Despite being banned, PCBs still persist abundantly in the environment. Generally, the concentration of dioxides and PCBs has gone up over time, the result of industrial pollution and the burning of household wastes.

Some microorganisms are quite adept at trimming the halogen atoms from PCBs and dioxins, dramatically limiting their toxic potential. That these organisms exist is hardly new knowledge, but the challenge has been in growing enough of them fast enough to be able to study how they do their detoxification work. Leyes and his team were able to accomplish this by genetically modifying faster-growing organisms, swapping in bits of DNA responsible for the original organisms' detox capabilities. Then, it was just a matter of observing how the organisms accomplish halogen removal.

As the paper explains, the researchers focused on a variety of bacteria that use enzymes known as reductive dehalogenases to yank the halogens from dioxins and PCBs. The process is basically dechlorinating the toxic compounds. This is their own special variety of anaerobic respiration, known as halorespiration. Bacteria breathe our toxins, but they need some B12, a crucial component of the enzyme, to make the process happen.

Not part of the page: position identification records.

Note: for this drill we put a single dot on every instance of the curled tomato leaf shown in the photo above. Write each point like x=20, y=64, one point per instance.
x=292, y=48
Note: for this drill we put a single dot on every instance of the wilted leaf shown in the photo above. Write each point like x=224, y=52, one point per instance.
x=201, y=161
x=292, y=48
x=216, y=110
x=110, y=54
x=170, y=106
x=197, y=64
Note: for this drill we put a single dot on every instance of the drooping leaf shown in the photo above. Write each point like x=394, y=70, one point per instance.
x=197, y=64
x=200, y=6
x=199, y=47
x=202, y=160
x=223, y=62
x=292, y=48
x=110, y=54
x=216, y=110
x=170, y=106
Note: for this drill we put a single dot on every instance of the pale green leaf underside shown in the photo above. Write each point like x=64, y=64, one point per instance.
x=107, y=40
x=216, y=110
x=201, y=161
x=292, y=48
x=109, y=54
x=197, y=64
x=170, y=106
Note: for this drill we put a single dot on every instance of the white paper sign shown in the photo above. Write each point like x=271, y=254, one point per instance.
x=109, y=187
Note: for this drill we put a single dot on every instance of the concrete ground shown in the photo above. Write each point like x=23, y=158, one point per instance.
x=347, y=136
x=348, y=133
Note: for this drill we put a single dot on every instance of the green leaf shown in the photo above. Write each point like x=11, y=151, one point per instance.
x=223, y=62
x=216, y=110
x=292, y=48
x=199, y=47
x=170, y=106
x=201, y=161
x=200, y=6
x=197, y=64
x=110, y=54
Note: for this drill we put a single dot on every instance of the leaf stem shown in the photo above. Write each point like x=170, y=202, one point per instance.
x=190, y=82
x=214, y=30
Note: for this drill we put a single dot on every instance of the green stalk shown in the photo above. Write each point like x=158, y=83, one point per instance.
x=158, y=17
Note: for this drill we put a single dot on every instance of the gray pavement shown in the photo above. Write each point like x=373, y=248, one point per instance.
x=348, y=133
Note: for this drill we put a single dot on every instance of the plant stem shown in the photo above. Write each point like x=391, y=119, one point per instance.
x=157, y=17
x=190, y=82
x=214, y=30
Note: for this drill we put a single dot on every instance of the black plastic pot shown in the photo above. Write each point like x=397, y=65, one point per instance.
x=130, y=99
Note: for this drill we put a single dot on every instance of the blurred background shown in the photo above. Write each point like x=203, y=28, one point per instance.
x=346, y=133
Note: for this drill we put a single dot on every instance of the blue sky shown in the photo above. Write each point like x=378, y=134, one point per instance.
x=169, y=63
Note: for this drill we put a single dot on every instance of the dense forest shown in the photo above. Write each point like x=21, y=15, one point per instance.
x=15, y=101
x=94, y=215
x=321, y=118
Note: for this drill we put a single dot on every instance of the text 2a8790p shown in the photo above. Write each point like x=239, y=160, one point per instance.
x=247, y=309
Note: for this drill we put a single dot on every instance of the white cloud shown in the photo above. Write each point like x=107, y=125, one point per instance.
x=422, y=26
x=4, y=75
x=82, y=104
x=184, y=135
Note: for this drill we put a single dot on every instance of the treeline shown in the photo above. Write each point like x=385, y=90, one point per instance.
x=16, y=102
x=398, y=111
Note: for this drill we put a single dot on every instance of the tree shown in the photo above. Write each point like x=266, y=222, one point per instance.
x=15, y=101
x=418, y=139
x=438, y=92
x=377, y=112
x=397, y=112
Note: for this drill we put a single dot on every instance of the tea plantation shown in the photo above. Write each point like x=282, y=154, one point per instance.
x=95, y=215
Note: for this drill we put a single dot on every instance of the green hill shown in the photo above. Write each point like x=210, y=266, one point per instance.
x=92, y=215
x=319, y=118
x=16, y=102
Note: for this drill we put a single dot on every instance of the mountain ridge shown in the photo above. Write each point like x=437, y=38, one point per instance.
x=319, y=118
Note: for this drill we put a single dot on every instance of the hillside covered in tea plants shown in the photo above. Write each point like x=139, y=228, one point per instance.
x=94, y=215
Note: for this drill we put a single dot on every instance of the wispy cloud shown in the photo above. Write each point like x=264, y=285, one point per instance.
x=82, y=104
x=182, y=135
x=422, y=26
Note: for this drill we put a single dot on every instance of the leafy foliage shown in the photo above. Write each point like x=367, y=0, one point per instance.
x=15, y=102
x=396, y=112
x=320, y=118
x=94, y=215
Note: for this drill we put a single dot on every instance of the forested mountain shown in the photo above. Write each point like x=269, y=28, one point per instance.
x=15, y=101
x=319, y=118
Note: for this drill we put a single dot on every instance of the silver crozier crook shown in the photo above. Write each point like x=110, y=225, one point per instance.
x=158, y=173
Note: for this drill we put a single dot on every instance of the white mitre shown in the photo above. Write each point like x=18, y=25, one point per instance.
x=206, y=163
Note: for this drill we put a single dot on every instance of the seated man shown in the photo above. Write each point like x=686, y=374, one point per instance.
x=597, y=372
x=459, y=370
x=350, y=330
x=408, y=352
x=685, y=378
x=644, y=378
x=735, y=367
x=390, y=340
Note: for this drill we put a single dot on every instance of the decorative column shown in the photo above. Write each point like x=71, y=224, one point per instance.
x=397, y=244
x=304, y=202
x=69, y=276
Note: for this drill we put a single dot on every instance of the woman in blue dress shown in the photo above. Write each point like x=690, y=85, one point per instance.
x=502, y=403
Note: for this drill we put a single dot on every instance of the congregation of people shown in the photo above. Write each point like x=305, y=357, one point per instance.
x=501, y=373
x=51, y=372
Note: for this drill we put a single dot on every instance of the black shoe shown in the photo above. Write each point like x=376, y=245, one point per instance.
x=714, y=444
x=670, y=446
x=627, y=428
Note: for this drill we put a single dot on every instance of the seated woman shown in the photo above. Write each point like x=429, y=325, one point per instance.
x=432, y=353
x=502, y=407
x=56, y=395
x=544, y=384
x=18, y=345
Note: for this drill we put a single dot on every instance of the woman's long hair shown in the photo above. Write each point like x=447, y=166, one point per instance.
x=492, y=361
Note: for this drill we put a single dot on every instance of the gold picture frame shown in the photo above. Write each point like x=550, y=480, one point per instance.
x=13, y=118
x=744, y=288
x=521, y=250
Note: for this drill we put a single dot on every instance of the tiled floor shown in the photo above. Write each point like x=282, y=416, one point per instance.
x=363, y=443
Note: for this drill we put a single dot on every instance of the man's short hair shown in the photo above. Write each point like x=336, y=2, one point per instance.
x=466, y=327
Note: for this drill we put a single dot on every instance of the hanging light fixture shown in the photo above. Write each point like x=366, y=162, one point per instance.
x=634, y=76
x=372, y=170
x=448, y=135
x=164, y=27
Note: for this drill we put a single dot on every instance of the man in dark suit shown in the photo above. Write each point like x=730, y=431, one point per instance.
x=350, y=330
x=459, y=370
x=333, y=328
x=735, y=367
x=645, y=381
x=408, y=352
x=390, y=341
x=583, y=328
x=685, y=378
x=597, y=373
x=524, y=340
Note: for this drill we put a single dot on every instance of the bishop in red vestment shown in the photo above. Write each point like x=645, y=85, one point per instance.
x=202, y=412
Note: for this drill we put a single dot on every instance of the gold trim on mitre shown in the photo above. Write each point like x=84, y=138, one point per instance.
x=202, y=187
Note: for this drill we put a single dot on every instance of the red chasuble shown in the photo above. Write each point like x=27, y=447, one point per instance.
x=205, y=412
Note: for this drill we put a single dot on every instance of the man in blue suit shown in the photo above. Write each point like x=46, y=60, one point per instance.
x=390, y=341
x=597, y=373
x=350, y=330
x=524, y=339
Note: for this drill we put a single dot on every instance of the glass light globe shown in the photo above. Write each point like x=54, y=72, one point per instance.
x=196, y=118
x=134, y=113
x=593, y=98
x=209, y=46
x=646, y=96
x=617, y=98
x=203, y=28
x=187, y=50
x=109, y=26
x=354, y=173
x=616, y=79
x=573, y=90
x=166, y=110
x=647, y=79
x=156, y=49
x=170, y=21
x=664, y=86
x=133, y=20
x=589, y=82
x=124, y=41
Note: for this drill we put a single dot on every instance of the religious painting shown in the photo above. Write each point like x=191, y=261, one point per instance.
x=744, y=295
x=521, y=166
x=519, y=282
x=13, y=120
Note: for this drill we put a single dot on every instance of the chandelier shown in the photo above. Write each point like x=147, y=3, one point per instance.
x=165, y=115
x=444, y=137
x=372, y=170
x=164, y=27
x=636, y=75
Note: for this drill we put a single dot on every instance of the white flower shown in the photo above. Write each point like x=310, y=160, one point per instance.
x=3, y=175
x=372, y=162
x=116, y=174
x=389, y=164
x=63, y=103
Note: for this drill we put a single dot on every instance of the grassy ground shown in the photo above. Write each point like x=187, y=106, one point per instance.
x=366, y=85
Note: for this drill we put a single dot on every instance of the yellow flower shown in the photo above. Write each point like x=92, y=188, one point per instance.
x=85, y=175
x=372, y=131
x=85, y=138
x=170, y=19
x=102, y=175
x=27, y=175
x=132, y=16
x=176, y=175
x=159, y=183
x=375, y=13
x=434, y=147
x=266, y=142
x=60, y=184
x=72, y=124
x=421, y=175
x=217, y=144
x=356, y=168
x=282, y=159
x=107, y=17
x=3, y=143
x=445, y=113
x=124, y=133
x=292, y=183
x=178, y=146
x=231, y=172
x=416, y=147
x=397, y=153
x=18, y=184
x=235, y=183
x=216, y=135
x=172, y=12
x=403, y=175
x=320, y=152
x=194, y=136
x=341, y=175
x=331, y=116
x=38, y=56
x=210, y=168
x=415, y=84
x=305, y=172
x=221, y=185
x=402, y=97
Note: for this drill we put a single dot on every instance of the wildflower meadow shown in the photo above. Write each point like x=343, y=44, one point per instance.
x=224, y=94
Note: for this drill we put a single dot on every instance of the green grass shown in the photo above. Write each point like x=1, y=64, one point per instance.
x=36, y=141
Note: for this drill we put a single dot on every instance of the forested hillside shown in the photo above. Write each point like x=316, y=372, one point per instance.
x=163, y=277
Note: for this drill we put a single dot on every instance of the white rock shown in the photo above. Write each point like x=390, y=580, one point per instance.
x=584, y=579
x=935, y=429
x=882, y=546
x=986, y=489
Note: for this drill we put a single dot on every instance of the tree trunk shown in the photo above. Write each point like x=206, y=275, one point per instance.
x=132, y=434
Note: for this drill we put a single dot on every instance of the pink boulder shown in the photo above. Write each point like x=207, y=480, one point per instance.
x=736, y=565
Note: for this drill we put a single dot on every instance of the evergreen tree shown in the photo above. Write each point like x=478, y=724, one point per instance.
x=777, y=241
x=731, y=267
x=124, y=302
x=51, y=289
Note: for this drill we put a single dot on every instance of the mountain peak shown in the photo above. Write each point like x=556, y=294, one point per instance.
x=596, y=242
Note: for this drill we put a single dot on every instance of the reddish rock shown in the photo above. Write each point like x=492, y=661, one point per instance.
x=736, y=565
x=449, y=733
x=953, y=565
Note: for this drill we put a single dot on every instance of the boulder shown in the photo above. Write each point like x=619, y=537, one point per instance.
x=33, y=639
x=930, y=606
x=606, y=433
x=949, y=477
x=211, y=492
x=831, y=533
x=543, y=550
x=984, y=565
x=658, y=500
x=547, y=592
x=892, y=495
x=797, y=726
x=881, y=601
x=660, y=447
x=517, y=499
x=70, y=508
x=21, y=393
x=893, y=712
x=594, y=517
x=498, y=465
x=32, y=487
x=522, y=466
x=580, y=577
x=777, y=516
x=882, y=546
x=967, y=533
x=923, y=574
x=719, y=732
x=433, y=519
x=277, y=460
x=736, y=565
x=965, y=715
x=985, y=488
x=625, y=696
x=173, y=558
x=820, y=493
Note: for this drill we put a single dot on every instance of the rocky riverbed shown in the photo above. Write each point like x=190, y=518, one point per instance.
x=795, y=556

What the Manchester team found is that beneath the enzymes used by bacteria for this process is basically just cobalt, a reasonably common (in chemically bonded forms) metal. As the current paper explains, cobalt has an affinity for binding with halogens, a process that, in nature, is mediated by the vitamin B12. The result is a "cleaving" of the halogen atom from its carbon partner and, thus, from the dioxin.

"Detailing how this novel process of detoxification works means that we are now in a position to look at replicating it," Leyes said. "We hope that ultimately new ways of combating some of the world's biggest toxins can now be developed more quickly and efficiently."